In the new learning model, students have almost unlimited access to information. On the other hand, many students lack the skills to benefit from this abundance of information. Students gather and read information from libraries, textbooks, and digital materials. To be prepared for global learning opportunities, teachers must teach for these challenging times. Students must learn how to develop and apply four competencies within core content areas and beyond – critical thinking, creative thinking, collaboration, and communication.

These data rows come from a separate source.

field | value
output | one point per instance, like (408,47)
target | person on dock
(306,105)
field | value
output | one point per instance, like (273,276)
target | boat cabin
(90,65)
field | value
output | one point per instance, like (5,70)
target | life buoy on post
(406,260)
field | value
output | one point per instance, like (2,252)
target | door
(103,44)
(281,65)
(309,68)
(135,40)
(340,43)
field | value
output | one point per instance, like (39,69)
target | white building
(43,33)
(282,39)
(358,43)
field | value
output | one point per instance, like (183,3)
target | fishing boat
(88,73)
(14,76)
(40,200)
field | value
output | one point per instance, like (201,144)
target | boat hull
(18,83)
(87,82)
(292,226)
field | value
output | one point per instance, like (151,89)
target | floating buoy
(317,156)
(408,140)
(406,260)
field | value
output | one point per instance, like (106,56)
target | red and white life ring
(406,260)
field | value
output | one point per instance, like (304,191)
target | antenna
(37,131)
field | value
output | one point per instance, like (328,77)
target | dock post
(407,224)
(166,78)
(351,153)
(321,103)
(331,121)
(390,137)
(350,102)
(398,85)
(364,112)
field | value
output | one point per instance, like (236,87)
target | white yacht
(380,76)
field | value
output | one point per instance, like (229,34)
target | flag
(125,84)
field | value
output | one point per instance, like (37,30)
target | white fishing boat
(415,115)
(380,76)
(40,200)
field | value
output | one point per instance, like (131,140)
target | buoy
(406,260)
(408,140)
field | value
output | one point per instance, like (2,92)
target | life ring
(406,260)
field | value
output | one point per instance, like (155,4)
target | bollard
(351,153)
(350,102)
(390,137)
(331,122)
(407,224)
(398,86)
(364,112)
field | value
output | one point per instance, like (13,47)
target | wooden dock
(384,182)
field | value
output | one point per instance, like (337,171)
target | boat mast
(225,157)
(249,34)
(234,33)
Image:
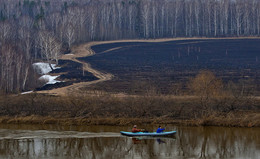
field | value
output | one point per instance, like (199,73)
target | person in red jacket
(160,130)
(134,130)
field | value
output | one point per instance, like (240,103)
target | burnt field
(163,66)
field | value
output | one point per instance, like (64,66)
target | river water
(95,142)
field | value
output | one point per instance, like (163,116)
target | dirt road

Critical thinking is a key component of the new learning model. Students must engage in learning experiences that require depth and complexity of thinking as they analyze, infer, compare, reason, interpret, synthesize, and evaluate. Students need to question data, consider various perspectives of issues, determine patterns of information, form judgments, and present individual points of view with evidence and logical reasoning. These are merely a few of the critical thinking skills essential for students to acquire in order to become citizens and productive members of a future workplace.
Creativity includes innovation, original ideas, and risk-taking. Students demonstrate creativity in many forms and through multiple learning style preferences. When students examine and evaluate ideas from different perspectives, think in new directions, and synthesize information in useful ways, they demonstrate their creative thinking abilities. Planning instruction that purposefully encourages students to apply creative thinking and problem skills is essential.

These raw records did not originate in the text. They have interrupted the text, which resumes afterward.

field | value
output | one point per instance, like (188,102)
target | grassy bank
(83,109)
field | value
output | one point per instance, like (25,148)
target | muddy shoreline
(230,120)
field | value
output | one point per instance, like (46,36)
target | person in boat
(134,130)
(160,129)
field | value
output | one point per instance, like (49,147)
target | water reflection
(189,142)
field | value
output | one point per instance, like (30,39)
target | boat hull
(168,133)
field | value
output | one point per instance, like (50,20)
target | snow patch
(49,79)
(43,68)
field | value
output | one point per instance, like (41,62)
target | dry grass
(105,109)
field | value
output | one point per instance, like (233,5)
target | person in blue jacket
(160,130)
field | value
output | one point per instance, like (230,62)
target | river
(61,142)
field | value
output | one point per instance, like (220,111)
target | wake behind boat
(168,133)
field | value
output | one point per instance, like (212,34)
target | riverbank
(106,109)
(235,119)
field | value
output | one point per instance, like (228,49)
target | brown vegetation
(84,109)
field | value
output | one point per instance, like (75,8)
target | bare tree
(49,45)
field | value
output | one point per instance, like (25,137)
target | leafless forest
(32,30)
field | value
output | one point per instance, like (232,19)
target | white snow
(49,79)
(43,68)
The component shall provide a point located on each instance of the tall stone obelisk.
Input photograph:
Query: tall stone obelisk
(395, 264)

In the world today, individuals from diverse backgrounds and people with different abilities work together to study and bring resolution to ongoing issues or problems. Thus, students must learn how to collaborate with others, respecting knowledge, cultures, differences, and viewpoints. Teachers serve in the capacity of facilitators, modeling standards of behavior that guide the new learning model pupils as they acquire the skills for collaborative problem solving. Teachers might incorporate on-site discussions as well as promote digital contact with thinkers beyond the school walls and from other parts of our global society.
Multiple and varied learning opportunities should be designed that lead students to value individual contributions. Students can work with partners or in small groups to investigate and collaborate about texts, current learning, or other relevant topics. Instructional activities might include discussing characters’ actions, predicting future events, designing creative solutions, analyzing and responding to text, drawing inferences or conclusions, and making personal real-world connections.
Unlimited opportunities are present for communicating in the new learning model classrooms and showcasing different ways of thinking. Students demonstrate effective communication skills by clearly expressing their thoughts to various audiences and for a range of purposes. The purposes include entertaining, persuading, or informing. Communication comes in many forms including printed texts, digital texts, or visual texts. Students should learn to move easily from print to non-print, and from communicating face-to-face with peers to communicating through other technological means such as online learning environments.
Students need critical thinking, creative thinking, collaboration, and communication skills to thrive in an internationally competitive environment. Schools must integrate the 4Cs into core academic area instruction. These skills should be an integral part of teaching and learning to ensure highly effective teaching and to make learning more rigorous and relevant. The infusion of the 4 Cs into education defines a powerful learning environment, producing students who emerge with the skills needed to be successful citizens and leaders of tomorrow.